In a 9-3 decision, the court upheld a 1997 U.S. Patent Office refusal to issue a patent to Bernard Bilski for a method of managing the risk of bad weather through commodities trading. The court ruled that processes can be patented only if they are implemented by a machine or transform something into a new or different thing.
The case is now likely headed to the Supreme Court for what would be a landmark decision about the scope of patents in the United States.
The Federal Circuit said software and business methods are still patentable but rejected standards set in a 1998 decision that allowed patents on “methods” of doing business so long as the methods involved use of a computer and produced a “useful, concrete and tangible result.” That decision opened the door for patents that had no connection to technological innovation.
“[W]hile looking for ‘a useful, concrete and tangible result’ may in many instances provide useful indications of whether a claim is drawn to a fundamental principle or a practical application of such a principle, that inquiry is insufficient to determine whether a claim is patent-eligible,” the court ruled in the Bilski case.
The decision added, “And it was certainly never intended to supplant the Supreme Court’s test. Therefore, we also conclude that the useful, concrete and tangible result inquiry is inadequate and reaffirm that the machine-or-transformation test outlined by the Supreme Court is the proper test to apply.”
Critics claim the flood of new patents has led to weak patents and lengthy, costly litigation. Open-source proponents, in particular, have long argued that the expanded patent protection makes it very difficult to create software that does not violate a patent on file.
By establishing a new, higher standard for software patents, the court also continued its trend of taking a harder look at the patent process in the United States. Congress is also debating patent reform that is strongly backed by technology interests.

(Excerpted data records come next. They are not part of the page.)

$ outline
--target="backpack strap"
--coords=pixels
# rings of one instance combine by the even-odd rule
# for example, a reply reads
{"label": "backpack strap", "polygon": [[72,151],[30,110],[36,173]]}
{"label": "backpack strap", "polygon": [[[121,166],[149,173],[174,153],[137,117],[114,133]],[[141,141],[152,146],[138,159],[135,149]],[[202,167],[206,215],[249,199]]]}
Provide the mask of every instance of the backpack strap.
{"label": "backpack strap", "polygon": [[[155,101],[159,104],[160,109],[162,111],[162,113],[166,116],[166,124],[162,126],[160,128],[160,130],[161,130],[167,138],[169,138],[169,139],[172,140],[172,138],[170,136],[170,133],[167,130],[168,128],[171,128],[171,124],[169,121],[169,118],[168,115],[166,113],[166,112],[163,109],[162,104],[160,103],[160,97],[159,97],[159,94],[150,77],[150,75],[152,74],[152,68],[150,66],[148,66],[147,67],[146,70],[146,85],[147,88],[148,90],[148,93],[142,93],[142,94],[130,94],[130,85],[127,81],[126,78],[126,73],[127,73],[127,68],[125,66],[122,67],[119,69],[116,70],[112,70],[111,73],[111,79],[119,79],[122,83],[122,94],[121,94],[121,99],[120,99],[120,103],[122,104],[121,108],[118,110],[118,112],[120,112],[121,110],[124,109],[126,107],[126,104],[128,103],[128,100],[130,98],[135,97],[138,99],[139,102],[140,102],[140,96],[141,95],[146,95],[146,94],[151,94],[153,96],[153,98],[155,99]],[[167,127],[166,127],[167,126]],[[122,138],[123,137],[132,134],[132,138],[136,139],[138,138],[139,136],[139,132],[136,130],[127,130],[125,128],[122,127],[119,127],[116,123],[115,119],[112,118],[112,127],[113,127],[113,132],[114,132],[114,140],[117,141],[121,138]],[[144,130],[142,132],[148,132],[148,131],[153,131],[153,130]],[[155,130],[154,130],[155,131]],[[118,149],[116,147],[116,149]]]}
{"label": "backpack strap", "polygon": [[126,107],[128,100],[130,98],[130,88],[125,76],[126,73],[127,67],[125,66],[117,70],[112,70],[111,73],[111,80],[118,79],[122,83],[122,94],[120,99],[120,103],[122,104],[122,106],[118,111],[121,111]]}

“The Federal Circuit’s opinion implicitly recognizes that an out-of-control patent system was not promoting progress, but rather impeding it,” Ed Black, president and CEO of the Computer & Communications Industry Association, said in a statement. “The standard articulated in this case should limit the outrageous business method and software patents that we have recently seen without undermining the incentive to innovate in these areas.”
The House more than a year ago approved legislation hailed by the technology industry as the first significant overhaul of patent law in half a century. Approved on a 225-175 vote that crossed party lines, the Patent Reform Act of 2007 (H.R. 1908) narrows the definition of willful infringement and limits infringement damage awards to the actual value of the technology involved instead of the overall value of a completed program.
The bill also creates a “second window” to challenge patents issued by the Patent and Trademark Office. In addition, the legislation would create a first-inventor-to-file system to replace the current first-to-invent standard, moving the United States closer to international standards.
Weighing in from the other side, the Coalition for 21st Century Reform, which represents manufacturers and pharmaceutical companies, said the House vote favors infringers over inventors. The legislation has stalled in the Senate.